AMC, major movie chains, are more than just meme stocks to real estate bond investors


“Nowhere special. I always wanted to go there, ”said Gene Wilder’s character in Mel Brooks’ 1979 parody western“ Blazing Saddles, ”a film NPR credited with“ the gold standard ”for the interracial buddy comedy“ with its exaggerated bumps on racism and Hollywood. “

The thrill of almost leaving somewhere Fleeing home – and extreme heat scorching western states – has deepened as more people in the US are fully vaccinated against COVID. But a cinema? Investors in commercial real estate bonds were not always enthusiastic about the niche buildings even before the outbreak of the pandemic.

“We didn’t like movie theaters in general, even before COVID,” said Dave Goodson, Head of Securitized Investments at Voya Investment Management, adding that the large, box-shaped buildings can be expensive to maintain before even thinking about retrofits might be needed to attract a different type of tenant when a theater chain goes dark.

“Space uncertainty accelerated by COVID,” Goodson told MarketWatch. “It forces us to be more careful.”

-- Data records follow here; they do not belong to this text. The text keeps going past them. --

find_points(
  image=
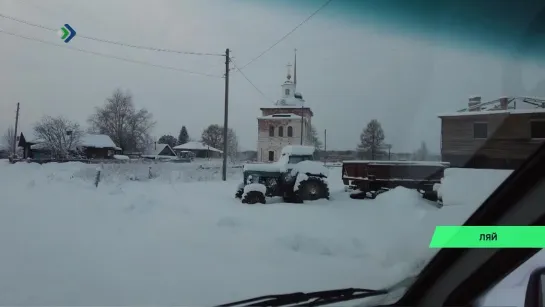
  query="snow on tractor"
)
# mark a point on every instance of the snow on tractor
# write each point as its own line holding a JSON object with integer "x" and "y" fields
{"x": 295, "y": 177}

Around $ 34 billion in real estate loans have a movie theater operator as the top five tenants when looking at the broader US commercial mortgage loan market of $ 600 billion, according to data provider Trepp.

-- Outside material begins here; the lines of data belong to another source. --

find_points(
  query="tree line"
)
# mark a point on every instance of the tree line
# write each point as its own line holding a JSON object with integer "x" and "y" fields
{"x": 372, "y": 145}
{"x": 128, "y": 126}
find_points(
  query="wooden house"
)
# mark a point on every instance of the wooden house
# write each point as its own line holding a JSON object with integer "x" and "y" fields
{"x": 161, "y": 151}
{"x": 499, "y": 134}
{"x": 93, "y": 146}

Trepp estimated that the competitive AMC Entertainment Holdings Inc. AMC,
a popular meme stock, had the largest real estate footprint of 20 operators in the industry at 37%, followed by Regal Cinemas at 22% and Cinemark Holdings Inc. CNK,
at 16%.

Cinema exposure


“At AMC, we ran out of cash five different times in a month or week between April 2020 and January 2021,” said CEO Adam Aron on the company’s first quarter conference call on May 6, emphasizing that AMCMC’s outlook has ” radically improved ”, also because more theaters reopened during the pandemic.

The cash-burning AMC reported that it had raised approximately $ 2.95 billion in fresh capital through equity or bond offers and received approximately $ 1.2 billion in landlord or creditor concessions as part of its earnings report.

AMC’s shares rose 2.5% on Friday, up nearly 3,000 year over year, while the S&P 500 SPX index,
traded about 0.8% lower for the session, but so far 9.2% in 2021. US stock indices DJIA,
most were set to see weekly declines after the Federal Reserve on Wednesday offered a slightly more restrictive policy update that also included benchmark Treasury yields TMUBMUSD10Y,

AMC did not immediately respond to a request for comment on this article.

AMC boss Aron went to Twitter TWTR,
this week to urge shareholders to agree to sell 25 million new shares in about six months.

Aron has built a lively following on social media with the meme stock crowd, but as a former CEO of Starwood Hotels & Resorts, he also has extensive real estate and commercial finance experience.

Wall Street has been a major financier for owners of shopping malls, hotels, office buildings, and other types of commercial property since the late 1990s when the rate of borrowing bundled into bonds accelerated.

A typical commercial mortgage loan deal could reach $ 1 billion and theoretically involve loans for around 70 buildings of various types of property from coast to coast, a feature that can help protect investors from the downturn that hits a particular region or asset class.

For bondholders, that means movie theaters as well, while large tenants on most properties often only serve as part of the tenant mix, including the $ 34 billion in mortgage debt tied to AMC and similar chains, which could be a salvation.

“Not everything is specifically tied to theaters,” said Jen Ripper, mortgage bond investment specialist at Penn Mutual Asset Management. “In any case [bond] Deal would be a theater in the overall picture of a diversified conduit deal. “

Even so, Ripper said it’s worth keeping an eye on cinemas, especially since it is unclear what or how long it will take for seats to be filled at 2019 levels, or if that’s even possible.

“There’s a lot of competition with streaming services,” she said. “But I think people like to go to the movies to have that experience. Star Wars fanatics will likely go to the theater. “

And while empty malls are their own problems for investors, Goodson sees an additional risk in owning real estate debt in malls that include movie theaters.

“We need to recognize that the consumer is still in the midst of a change in the way we consume, be it services or goods or clothing,” he said. “We will generally forecast less recovery if the mall has a theater.”